A couple of alternatives:

sed -E '/^;$/d;h
        :a;n;x;G;s/^(.+)(.*)\n\1;?$/\2/i;/^;?$/{x;s/;?$/\n;/;b};x;ba' file

Or just using the uppercaseness of the first word of a set:

sed -E '$!N;${s/;?$/;/;b};/\n[[:upper:]]{2,}/!{P;D};s/;?\n/;\n/' file
1
dawg On

You state I think the AWK delimiter will be between non-capital letters and capital letters, and the action is to put a semicolon if there is no semicolon already.

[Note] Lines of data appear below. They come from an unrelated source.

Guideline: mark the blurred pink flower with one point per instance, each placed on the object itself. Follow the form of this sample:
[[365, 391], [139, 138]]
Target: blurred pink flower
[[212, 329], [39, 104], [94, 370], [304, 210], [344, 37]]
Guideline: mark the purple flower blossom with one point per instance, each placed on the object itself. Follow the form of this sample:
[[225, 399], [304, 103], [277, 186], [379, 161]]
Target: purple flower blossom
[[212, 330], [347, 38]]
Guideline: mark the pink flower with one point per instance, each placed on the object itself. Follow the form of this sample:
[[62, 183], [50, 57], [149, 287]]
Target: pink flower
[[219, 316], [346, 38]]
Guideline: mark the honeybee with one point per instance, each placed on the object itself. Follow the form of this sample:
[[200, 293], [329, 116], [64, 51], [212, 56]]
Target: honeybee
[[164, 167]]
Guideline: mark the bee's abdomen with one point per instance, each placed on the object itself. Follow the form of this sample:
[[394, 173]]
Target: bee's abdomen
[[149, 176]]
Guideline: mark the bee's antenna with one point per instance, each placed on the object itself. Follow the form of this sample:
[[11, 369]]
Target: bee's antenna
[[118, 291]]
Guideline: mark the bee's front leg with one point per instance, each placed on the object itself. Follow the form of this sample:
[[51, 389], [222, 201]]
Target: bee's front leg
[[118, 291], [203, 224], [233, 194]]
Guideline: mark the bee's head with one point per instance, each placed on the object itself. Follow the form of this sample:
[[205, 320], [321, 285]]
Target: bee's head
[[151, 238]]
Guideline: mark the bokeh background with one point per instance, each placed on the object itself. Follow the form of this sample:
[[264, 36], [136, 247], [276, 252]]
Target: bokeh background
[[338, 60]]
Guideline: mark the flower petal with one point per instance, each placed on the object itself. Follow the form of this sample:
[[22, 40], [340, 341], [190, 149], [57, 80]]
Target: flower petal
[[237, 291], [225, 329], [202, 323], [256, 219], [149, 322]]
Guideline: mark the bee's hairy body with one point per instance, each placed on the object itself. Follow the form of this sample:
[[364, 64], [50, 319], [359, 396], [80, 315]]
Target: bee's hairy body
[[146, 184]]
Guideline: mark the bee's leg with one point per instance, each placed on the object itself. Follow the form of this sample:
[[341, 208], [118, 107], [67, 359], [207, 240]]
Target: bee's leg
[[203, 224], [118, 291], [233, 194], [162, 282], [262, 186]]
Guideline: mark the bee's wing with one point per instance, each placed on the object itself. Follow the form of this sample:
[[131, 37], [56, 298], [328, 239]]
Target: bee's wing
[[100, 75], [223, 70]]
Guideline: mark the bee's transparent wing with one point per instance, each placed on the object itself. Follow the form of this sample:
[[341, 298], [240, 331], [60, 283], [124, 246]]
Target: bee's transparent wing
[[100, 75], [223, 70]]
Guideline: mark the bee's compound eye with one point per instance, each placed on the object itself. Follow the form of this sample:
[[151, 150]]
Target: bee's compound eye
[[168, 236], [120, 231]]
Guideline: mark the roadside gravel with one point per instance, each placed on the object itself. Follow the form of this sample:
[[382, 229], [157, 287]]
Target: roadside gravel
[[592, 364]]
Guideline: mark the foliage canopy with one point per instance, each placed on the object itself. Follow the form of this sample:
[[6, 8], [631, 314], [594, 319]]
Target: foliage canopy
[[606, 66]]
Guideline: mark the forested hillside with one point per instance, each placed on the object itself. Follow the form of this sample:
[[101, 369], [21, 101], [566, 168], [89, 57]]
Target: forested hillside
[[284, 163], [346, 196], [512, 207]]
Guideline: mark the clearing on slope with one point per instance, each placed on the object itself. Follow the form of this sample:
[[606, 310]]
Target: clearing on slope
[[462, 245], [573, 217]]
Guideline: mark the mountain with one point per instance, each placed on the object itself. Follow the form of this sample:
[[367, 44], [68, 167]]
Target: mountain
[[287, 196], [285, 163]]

You can express that in a PCRE regex using a lookback for a lowercase letter with a lookforward for a line ending and uppercase letter.

DEMO

To do that in the shell, you can use this Perl:

perl -0777 -pe 's/(?<=[a-z])(?=\R[A-Z])/;/g' file 

Prints:

ELFKIN
Elf
kin;
ELFLAND
Elf
land
;
ELFLOCK
Elf
lock
;
ELGIN
El
gin;
ELICIT
E
lic
it;
ELICIT
E
lic
it

How does this work?

perl -0777 -pe 's/(?<=[a-z])(?=\R[A-Z])/;/g' file 
       ^                                          'gulp' mode - read as one string
            ^                                     autoprint mode
                ^                                 make a substitution

If you want a line separator between the blocks (you show both \n; and ; as delimiters...) just add \n to the substitution.

You can also use Ruby:

ruby -e 'puts $<.read.gsub(/(?<=[a-z])(?=\R[A-Z])/,";")' file
# same output    

Note: The accepted answer has potentially bad side effects. Suppose you have:

$  ls -1
File1
File2
File3
file

And suppose that file has the contents:

$ cat file
Line 1
Line 2
Line 3 *
Line 4

Now try the accepted answers 'trick' for word splitting:

$ echo $(< file)
Line 1 Line 2 Line 3 File1 File2 File3 file Line 4

You can see that the contents of the file not only are subject the word splitting (which was the intent) but all other shell expansions are performed as well -- in this case the * expanded to the CWD contents and destroyed the file input...

0
Ed Morton On

This, using any POSIX awk, may be what you're trying to do but without expected output in the question, it's a guess:

$ awk '/^[[:upper:]]/ && (prev ~ /[[:lower:]]$/){print ";"} {print; prev=$0}' file
ELFKIN
Elf
kin;
ELFLAND
Elf
land
;
ELFLOCK
Elf
lock
;
ELGIN
El
gin
;
ELICIT
E
lic
it
;
ELICIT
E
lic
it

Note that, unlike some other solutions, the above does not require the whole input file to be read into memory and so will work no matter how large your input is.